Home Page: http://lolaweb.databio.org/

R 72.37% CSS 1.63% Shell 0.49% HTML 24.63% Dockerfile 0.88%
shiny-server r docker docker-swarm

lolaweb's Introduction

LOLAweb

Docker Image CI

LOLAweb is a web server and interactive results viewer for enrichment of overlap between a query region set (a bed file) and a database of region sets. It provides an interactive result explorer to visualize the highest ranked enrichments from the database. You can access the web server at http://lolaweb.databio.org.

This repository contain the shiny app source code and Docker implementation for LOLAweb.

Shiny app

LOLAweb is implemented as an interactive Shiny app. You can run this app locally by following the instructions in the appfolder.

Docker

The ghcr.io/databio/lolaweb container is based on the ghcr.io/databio/shinybase container, which you can find in its GitHub repository or in the GitHub Container Registry.

build the container image yourself

  1. Clone this repository
  2. Build locally using Docker. Run this command from the same directory as the Dockerfile.

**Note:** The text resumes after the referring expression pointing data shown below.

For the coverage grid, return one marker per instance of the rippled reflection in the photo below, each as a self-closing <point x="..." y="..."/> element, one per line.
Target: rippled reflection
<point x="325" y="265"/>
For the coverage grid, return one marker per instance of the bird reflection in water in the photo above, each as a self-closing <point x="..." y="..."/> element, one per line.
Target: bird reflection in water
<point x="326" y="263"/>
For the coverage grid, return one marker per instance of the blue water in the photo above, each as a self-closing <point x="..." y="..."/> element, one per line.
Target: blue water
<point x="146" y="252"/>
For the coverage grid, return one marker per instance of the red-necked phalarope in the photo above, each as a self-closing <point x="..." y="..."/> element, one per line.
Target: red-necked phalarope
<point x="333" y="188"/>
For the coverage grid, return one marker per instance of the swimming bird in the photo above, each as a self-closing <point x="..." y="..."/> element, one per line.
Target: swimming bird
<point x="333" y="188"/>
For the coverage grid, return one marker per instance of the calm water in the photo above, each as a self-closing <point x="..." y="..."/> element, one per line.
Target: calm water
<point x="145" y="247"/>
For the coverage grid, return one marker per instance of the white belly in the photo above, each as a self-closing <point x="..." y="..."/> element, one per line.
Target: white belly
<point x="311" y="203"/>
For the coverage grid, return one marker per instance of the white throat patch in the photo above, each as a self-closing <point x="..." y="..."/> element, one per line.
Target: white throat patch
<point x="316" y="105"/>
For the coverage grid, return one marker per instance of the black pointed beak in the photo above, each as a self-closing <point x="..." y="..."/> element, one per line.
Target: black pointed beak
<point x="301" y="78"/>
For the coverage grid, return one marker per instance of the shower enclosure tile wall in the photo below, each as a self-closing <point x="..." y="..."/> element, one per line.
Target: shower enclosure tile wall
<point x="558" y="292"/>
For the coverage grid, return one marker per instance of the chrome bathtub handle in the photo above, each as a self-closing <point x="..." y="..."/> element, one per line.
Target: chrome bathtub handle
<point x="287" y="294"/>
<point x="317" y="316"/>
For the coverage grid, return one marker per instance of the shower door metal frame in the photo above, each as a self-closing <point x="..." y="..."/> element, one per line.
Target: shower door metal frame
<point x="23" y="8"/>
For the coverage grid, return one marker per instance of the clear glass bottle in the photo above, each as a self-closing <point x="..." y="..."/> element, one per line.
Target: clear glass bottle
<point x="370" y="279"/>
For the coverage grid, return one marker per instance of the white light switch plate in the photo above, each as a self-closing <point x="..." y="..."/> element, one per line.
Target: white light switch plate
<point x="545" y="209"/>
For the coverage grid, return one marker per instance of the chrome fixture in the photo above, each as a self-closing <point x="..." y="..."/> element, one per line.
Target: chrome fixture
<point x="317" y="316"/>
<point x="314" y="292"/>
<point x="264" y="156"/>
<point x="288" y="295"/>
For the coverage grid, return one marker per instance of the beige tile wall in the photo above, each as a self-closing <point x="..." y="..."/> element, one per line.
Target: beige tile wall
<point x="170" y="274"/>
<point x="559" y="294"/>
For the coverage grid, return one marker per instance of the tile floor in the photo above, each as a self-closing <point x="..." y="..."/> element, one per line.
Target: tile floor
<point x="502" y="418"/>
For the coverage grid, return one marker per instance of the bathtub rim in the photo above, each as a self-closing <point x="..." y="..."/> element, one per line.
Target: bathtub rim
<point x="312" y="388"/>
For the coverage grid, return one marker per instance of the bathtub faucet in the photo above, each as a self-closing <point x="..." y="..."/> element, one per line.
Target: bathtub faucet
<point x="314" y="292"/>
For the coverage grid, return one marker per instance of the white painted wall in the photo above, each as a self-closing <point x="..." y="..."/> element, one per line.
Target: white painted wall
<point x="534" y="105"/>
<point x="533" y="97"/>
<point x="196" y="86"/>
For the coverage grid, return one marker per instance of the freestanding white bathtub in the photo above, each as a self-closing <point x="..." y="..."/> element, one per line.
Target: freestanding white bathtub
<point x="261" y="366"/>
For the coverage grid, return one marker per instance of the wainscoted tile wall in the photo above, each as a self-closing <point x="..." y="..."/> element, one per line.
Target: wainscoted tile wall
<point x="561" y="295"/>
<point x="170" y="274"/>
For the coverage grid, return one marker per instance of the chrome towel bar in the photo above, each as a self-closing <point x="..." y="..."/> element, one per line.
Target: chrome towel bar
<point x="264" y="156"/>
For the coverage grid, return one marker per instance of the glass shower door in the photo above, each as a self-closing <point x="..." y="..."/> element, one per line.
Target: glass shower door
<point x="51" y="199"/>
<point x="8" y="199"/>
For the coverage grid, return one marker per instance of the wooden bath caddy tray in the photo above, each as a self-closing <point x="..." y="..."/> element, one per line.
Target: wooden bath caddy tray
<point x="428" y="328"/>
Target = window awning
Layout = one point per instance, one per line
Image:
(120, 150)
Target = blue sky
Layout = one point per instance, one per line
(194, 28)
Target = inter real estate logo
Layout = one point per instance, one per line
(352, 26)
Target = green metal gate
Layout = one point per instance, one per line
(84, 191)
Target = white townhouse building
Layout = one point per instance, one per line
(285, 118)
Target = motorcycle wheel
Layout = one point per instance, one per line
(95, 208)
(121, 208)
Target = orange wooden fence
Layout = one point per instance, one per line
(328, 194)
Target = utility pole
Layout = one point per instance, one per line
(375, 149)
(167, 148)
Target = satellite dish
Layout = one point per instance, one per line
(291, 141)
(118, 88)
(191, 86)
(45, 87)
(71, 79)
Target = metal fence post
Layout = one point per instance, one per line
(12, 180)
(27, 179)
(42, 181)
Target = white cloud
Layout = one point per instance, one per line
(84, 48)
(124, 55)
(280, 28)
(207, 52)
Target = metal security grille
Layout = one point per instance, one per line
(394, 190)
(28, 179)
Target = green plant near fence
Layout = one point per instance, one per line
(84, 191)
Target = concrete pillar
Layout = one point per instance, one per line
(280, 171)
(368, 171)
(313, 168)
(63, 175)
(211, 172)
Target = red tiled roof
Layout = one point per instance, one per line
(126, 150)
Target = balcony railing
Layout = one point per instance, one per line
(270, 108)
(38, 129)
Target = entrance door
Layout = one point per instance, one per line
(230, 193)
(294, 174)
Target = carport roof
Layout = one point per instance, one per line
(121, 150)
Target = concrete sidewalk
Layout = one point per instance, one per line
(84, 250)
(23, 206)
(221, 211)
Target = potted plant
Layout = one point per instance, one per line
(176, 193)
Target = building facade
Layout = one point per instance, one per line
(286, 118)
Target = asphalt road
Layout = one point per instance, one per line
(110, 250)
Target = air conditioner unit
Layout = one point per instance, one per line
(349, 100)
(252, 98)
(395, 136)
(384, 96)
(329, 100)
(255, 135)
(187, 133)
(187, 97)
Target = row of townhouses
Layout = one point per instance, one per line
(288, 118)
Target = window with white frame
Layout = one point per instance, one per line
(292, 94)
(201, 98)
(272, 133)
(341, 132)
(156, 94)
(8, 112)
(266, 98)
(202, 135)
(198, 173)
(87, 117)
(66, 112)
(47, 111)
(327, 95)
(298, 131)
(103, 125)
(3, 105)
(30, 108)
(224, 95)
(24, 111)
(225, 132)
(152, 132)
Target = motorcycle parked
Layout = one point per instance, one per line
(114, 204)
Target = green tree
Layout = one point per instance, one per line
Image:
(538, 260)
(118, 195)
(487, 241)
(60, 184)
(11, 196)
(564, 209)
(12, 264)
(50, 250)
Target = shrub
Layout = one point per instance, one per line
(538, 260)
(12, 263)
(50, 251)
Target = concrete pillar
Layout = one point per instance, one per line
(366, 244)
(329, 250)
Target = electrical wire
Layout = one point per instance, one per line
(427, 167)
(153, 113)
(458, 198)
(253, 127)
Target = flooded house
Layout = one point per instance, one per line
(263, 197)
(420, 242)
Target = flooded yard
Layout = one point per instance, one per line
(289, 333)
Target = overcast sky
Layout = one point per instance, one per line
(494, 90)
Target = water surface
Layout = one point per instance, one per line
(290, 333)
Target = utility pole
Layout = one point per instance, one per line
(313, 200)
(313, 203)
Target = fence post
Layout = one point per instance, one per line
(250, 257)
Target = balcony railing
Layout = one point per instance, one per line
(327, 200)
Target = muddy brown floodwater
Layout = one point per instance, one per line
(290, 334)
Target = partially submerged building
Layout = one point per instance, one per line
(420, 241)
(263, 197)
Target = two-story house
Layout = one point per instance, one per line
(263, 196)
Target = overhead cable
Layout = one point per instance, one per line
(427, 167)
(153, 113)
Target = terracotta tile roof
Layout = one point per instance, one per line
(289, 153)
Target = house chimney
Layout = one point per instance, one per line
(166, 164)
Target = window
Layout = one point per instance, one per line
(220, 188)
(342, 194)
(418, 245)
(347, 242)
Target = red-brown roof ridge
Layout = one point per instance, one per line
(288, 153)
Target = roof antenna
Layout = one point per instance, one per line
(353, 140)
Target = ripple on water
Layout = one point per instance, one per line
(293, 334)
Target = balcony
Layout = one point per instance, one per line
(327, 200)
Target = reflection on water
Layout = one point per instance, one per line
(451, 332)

docker build --no-cache -t lolaweb .

Or pull the container image:

docker pull ghcr.io/databio/lolaweb

The container image itself is hosted in the GitHub Container Registry: https://github.com/databio/LOLAweb/pkgs/container/lolaweb

Container volumes and reference data

LOLAweb needs access to a few folders where it can store results or logs, or access necessary files like the database. To handle this, we've set up the app to look for two shell environment variables:

  • $LWREF, for LOLAweb reference data, which may be read-only
  • $LWLOCAL, where local results can be written.

To run the LOLAweb container (locally or on a server), you need to set these environment variables (for example, in your .bashrc or .profile file. These variables will be injected into the container when it is run.

For example, set these variables to two different paths if you like. Or if you keep all five subfolders together in the same path, set these variables to the same value.

# Example locations. Set to match your environment
export LWREF='/home/subdir/lola/'
export LWLOCAL='/var/things/loladata/'

LOLAweb will look at the value in $LWREF for the reference data. This folder should have subfolders called databases, universes, and examples. In each of these subfolders are another layer of subfolders for genome assemblies

LOLAweb looks for $LWLOCAL to have two subfolders: cache, and shinylogs. This is where the app will write results and log files. If running LOLAweb on a server, be sure these directories are writeable by the Docker process.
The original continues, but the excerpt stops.